In Defense of 'Mad Men'

In the current issue of the New York Review of Books, along with characteristically thoughtful essays on upheaval in the Middle East and health care, the lead article by Daniel Mendelsohn is a critical dissection of Mad Men, the celebrated AMC series. Mendelsohn's best known book is The Lost: A Search for Six of the Six Million, a personal account of his family's fate in the Holocaust. The contributors' page lists his translations with commentary of Cavafy's Collected Poems and Unfinished Poems. He teaches at Bard. The article is splenetic:

The writing is extremely weak, the plotting haphazard and often preposterous, the characterizations shallow and sometimes incoherent; its attitude toward the past is glib and its self-positioning in the present is unattractively smug; the acting is almost without exception bland and sometimes amateurish.

Worst of all--in a drama with aspirations to treating social and historical "issues"--the show is melodramatic rather than dramatic. By this I mean that it proceeds, for the most part like a soap opera, serially (and often unbelievably) generating and then resolving successive personal crises...rather than exploring, by means of believable conflicts between personality and situation, the contemporary social and cultural phenomena it regards with such fascination.

That may be the harshest paragraph I've ever read in the New York Review of Books, at least outside politics, and I've been a reader almost since it was founded in the midst of a newspaper strike in 1963. Mendelsohn's portrayal of the show's failings--tempered slightly by praise for its design, a few scenes, and the roles played by children--is for me, perhaps paradoxically, a significant affirmation of Mad Men's standing in what he describes as "a new golden age of television, a medium that has been liberated by cable broadcasting to explore both fantasy and reality than ever before."

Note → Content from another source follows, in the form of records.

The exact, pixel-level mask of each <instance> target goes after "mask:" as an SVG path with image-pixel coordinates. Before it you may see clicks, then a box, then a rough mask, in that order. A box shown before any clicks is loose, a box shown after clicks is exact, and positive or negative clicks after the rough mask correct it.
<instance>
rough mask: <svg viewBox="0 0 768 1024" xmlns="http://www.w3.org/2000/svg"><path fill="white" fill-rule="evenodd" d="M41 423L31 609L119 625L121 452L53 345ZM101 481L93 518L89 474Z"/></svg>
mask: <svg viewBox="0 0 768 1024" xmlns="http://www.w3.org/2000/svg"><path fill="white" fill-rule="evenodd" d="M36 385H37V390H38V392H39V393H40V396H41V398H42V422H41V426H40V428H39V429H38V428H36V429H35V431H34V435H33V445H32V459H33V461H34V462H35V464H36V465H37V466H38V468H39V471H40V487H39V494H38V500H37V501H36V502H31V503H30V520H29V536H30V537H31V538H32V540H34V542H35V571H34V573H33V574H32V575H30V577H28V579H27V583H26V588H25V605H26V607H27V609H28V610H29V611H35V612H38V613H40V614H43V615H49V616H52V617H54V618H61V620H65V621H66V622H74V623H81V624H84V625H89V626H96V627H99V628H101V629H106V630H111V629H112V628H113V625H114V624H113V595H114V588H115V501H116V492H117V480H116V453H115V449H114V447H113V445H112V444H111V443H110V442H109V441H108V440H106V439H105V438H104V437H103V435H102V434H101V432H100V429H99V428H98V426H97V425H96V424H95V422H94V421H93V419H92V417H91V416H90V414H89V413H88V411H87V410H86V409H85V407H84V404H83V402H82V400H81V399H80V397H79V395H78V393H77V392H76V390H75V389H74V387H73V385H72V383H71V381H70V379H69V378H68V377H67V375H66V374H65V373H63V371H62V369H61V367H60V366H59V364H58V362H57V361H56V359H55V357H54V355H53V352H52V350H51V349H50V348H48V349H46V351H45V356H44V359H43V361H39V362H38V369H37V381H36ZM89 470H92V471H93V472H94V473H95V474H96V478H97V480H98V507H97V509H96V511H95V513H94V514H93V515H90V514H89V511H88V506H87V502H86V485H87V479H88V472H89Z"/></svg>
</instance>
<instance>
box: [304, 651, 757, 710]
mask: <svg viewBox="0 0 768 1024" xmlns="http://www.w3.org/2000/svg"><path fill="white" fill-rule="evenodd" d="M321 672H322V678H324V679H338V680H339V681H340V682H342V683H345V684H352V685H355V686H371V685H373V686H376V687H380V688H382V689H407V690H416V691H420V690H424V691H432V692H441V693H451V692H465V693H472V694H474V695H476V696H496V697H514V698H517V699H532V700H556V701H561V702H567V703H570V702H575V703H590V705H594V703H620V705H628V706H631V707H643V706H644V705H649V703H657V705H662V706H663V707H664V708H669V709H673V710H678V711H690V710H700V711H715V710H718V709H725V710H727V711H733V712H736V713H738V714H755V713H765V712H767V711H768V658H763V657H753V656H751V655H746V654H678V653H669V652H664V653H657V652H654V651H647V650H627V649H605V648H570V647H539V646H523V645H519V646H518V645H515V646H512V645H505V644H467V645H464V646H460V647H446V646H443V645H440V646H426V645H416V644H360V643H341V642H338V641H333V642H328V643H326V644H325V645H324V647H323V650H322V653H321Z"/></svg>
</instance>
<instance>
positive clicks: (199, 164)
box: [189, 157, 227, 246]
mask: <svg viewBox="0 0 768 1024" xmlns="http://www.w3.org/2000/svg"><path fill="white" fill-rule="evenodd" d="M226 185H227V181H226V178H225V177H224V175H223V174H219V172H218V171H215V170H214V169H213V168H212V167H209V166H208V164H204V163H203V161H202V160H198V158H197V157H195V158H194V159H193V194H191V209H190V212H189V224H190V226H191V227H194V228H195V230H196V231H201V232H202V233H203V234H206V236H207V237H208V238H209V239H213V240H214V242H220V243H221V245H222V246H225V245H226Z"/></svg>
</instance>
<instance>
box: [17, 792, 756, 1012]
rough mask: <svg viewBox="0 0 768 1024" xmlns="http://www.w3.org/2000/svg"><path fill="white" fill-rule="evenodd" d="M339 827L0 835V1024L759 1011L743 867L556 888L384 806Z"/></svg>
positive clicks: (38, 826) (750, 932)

I am not really a television viewer. I have never seen Breaking Bad, Glee, Lost, Law and Order, Big Love, and a long list of other shows that have fervent fans. But I have watched every episode of Mad Men. I have already written about the series once, mainly to complain that its first Sunday night showings have added commercials each season, which disrupts the story line and inevitably has to shape the writing to fit the necessary breaks. On the other hand, I ordered the season four DVD weeks ago. It doesn't arrive until March 29. And I am among many (a number in the low millions) who have assiduously followed the series, either in disagreement with Mendelsohn or because the features he so dislikes are actually what make it so absorbing.

During the summer-fall seasons, Slate has run a dialogue on each episode, with anchor writers and dozens of comments. I've never joined the fray, but I read them all with a diligence I can't remember having applied to a movie, television show, or book since my first encounter with Catcher in the Rye, fifty years ago when I was Holden Caulfield's age and enrolled in a boarding school very much like the fictional Pencey Prep. So my question is whether I am attached to Mad Men because I remember the period vividly, even though I was too young to be one of the characters. Mendelsohn's argument is that the portrayals of the era are exaggerated, including the morning drinking, chain smoking, misogyny, racism, anti-Semitism, and other socially unattractive features embedded in that age, which seem so decadent now.

I'd argue that what makes the show so intriguing--and I've tested this theory with the twenty- and thirty-somethings who watch it almost as faithfully as I do--is that the characters actually do reflect the spirit of the age in the way popular culture should, amplified for effect but not to the point of caricature. Most of the major figures gradually reveal enough about their lives to humanize them within the bounds of familiar behavior rather than rendering them off-the-wall. Take Peggy Olson (Elisabeth Moss), who comes from a working class Brooklyn Catholic family. She evolves from a plain, though sexually adventurous, secretary into an accomplished advertising professional whose self-confidence and adroit office navigation is perhaps the most "instructive" role in the show for displaying how women in the workplace have shaped their personalities to changing standards.

Mendelsohn's appraisal of Mad Men as shallow and overwrought with occasionally sloppy plotting may well be true when the measurement is literal accuracy. But what he misses, with an earnestness that undermines his impact, is the combination of irony, dark humor, offensiveness, and poignancy that were also the main elements of The Sopranos, which Matthew Weiner, Mad Men's creator, was also instrumental in developing. I watched every episode of The Sopranos. James Gandolfini, Edie Falco, and many others were brilliant in their roles, and the Mob setting against family life in New Jersey was surely as dramatized as Mad Men's setting is. The difference is that The Sopranos represented an "exotic" panorama (so did The Wire), whereas Mad Men is close enough to the world of most of its viewers that we can recognize and identify with it rather than just accept it as entertainment.

I gather that Weiner and AMC are still haggling over the terms for season five. They'll probably reach agreement: more commercials on its initial showing, bigger paychecks for the stars, and maybe the first signs of fatigue with the concept. Whatever. Mendelsohn may not watch Mad Men when it returns, but I certainly will.